A sailing ship needs only two or three mathematicians to navigate and a hand of warrant officers for other roles. A modern ship needs officers for the engines, the electrics and management, and every crew member is a technician.

Education has always been part of society's "rigging" and it changes because the economic roots of society change.

Till the late 1940s, school certificates were only for the top half of the top fifth of pupils who went to grammar school, courtesy of daddy's purse and some scholarships, and you had to pass the full clutch of subjects. The war showed that the demand for trained brains was bottomless. There are slots for those who can do maths but find Latin pointless, or vice-versa. This is why the Butler Act cut secondary fees, and the GCE gave a certificate for each subject success, but raised the pass to "merit" and dropped "credit".

In the 1950s and 1960s secondary modern schools put ever more pupils through ULCIs, RSAs etc. so sharpening the "what you know" instead of "who you know" entry to apprenticeships, college and professional courses. This was regularised by CSE, comprehensives and GCSE. It boosted the middle bulk of the ability range.

Ironically for social and professional conservatives, it was the "mad monk" Keith Joseph who switched grading from "norm" to "criterion" referencing. As for bureaucracy, it is always with us but if you centralise it in a silly war on local authority and college independence, it becomes obvious rather than discreet.

In "norm" grading, you fail the bottom third to "encourage the others" then give out As to the top five per cent, Bs to the next 15 per cent, Cs to the middle 60 per cent, Ds to the next 15 per cent, and Es to the last five per cent. Under this league table system, the numbers in any grade stay in line with the number of candidates entered, which is what the complainers are out of their depth about. It grades the candidates' abstract (social?) ability more than their absolute subject knowledge. It does not necessarily encourage application to the subject.

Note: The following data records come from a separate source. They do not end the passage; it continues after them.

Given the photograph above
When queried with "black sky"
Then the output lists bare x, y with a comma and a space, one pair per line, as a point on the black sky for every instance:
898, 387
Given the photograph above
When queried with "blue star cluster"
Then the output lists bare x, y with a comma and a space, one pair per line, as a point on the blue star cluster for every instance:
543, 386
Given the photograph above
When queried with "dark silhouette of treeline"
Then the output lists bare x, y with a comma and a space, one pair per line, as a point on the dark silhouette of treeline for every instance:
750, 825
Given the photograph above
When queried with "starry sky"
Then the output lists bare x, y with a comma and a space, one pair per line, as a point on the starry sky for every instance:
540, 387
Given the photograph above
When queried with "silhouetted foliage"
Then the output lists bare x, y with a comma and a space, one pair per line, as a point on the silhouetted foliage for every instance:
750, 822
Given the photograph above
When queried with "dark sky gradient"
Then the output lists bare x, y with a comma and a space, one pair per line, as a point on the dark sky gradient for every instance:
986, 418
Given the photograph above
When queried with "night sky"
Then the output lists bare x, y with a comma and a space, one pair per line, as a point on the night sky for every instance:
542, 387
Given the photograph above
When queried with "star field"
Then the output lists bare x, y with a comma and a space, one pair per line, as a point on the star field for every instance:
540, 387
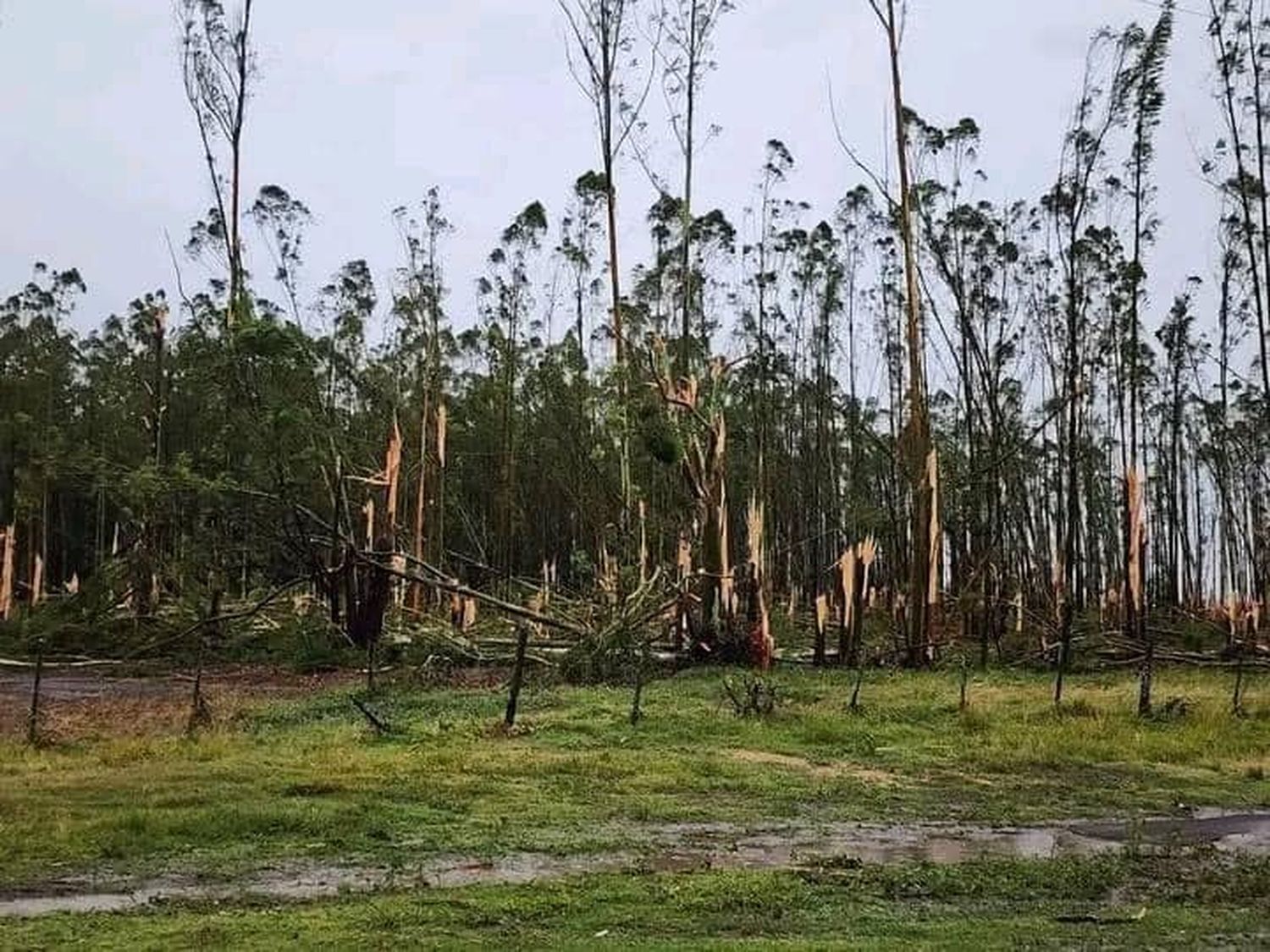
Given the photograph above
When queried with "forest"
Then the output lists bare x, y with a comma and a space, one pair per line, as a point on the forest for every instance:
639, 462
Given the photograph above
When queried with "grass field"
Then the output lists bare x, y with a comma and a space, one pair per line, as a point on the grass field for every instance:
306, 779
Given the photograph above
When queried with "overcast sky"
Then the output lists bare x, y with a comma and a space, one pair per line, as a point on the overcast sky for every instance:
361, 107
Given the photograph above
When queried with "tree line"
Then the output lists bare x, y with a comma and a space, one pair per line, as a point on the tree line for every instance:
1049, 448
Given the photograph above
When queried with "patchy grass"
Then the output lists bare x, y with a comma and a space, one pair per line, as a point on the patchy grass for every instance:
1156, 903
305, 779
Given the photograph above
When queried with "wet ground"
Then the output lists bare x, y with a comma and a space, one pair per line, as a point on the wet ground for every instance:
682, 848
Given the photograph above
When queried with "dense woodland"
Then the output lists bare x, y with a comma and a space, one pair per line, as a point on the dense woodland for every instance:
676, 428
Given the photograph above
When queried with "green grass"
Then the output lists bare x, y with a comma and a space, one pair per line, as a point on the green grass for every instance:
304, 779
1188, 903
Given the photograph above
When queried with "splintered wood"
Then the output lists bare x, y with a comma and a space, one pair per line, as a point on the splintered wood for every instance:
1137, 537
932, 476
8, 545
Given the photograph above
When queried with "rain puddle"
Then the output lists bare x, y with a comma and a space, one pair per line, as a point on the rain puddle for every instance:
686, 847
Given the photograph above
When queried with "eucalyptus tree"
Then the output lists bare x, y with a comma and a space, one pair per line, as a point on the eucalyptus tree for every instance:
919, 448
759, 317
687, 30
577, 248
218, 68
282, 221
419, 306
1071, 205
507, 301
37, 390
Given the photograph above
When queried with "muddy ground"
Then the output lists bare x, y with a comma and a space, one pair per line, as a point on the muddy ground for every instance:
677, 848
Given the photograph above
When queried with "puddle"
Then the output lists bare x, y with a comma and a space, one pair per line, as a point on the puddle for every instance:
682, 848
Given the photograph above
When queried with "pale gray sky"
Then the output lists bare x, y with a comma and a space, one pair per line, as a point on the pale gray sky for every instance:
361, 107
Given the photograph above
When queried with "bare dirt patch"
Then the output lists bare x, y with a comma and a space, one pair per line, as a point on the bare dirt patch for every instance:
866, 774
79, 703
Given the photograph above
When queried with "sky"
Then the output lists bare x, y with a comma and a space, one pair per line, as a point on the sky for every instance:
360, 108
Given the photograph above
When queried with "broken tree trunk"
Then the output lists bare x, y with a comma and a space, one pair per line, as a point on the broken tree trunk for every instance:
513, 692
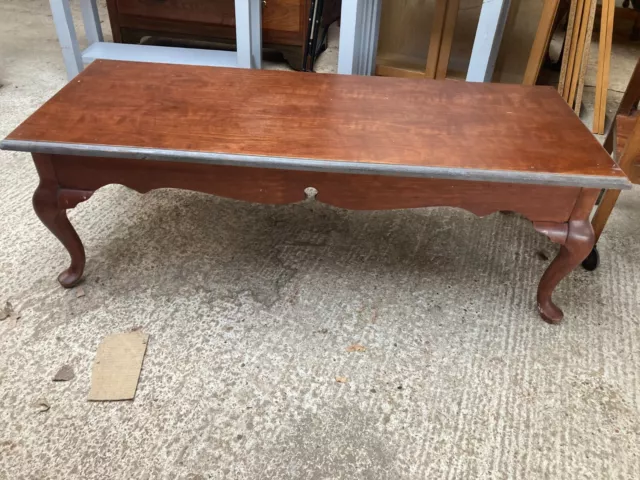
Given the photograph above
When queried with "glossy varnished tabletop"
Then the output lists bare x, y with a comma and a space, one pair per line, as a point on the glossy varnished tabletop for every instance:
424, 128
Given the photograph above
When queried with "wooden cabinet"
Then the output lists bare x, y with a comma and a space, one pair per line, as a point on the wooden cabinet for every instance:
284, 22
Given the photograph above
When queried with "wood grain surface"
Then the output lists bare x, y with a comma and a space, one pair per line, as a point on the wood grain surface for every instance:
278, 187
511, 128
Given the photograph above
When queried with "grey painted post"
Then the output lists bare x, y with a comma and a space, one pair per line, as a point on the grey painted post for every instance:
349, 34
256, 33
91, 20
359, 27
63, 22
486, 45
249, 33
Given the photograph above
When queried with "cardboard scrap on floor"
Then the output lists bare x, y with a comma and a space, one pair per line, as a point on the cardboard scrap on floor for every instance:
116, 368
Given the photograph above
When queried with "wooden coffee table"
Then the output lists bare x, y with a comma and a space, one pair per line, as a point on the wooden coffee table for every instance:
364, 143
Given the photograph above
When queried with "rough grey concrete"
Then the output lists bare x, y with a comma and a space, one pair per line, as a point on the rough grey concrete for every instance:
250, 309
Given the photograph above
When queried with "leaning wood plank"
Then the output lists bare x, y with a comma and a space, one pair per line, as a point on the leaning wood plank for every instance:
541, 41
117, 366
631, 152
577, 65
601, 100
599, 76
435, 40
447, 38
585, 57
567, 46
573, 47
607, 61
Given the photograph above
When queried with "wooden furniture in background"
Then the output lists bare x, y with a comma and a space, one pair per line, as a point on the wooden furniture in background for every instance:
541, 41
577, 47
622, 141
284, 22
604, 65
439, 49
378, 143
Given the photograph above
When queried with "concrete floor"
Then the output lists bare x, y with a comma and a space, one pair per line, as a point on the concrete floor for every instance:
250, 309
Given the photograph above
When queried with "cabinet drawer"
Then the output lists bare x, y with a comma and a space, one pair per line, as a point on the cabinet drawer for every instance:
281, 15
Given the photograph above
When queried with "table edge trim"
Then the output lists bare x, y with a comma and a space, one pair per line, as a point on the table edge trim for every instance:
329, 166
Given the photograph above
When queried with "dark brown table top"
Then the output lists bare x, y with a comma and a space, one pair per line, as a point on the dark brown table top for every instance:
438, 129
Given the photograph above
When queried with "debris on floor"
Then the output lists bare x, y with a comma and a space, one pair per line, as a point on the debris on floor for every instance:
64, 374
356, 347
41, 405
8, 313
116, 368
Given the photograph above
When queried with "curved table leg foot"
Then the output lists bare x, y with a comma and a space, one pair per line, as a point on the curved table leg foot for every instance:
579, 242
47, 206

"Criterion" grading gives marks for what syllabus items you know. If you conscientiously cover the whole syllabus of knowledge, skills and understanding, you score high. This can be damned as cramming -- or, charitably, skill at casing the syllabus and past papers. But that is what the private sector and grammar schools have always done.

For "control group" corroboration, look at the Royal family and the scripture-orientated non-conformists, Scots, Welsh and Jews.

The Scots, Welsh, non-conformists and Jews all have traditions of status by learning besides coming from what were social fringes for most of recent history. They would only make it by what they knew and could do, rather than by who they knew. Accordingly, they gave their children great encouragement in education. Understandably, those whose noses were put out by meritocratic arrivals dished out resentments to the Welsh in Tudor times, the Scots in the 1700s and the non-conformists and Jews until living memory. They also sneered at Americans, where every family started on the immigrant ground floor and rose by commercial or educational merit.

Traditional socio-economic certainty from land, industry, commerce or wire pulling, has vanished under the discipline of technical competence and accountancy. The whole of English society has learned what the fringe knew centuries ago, and they have set about it with the same buccaneering vigour that did great things in the past, and will do so again in the future.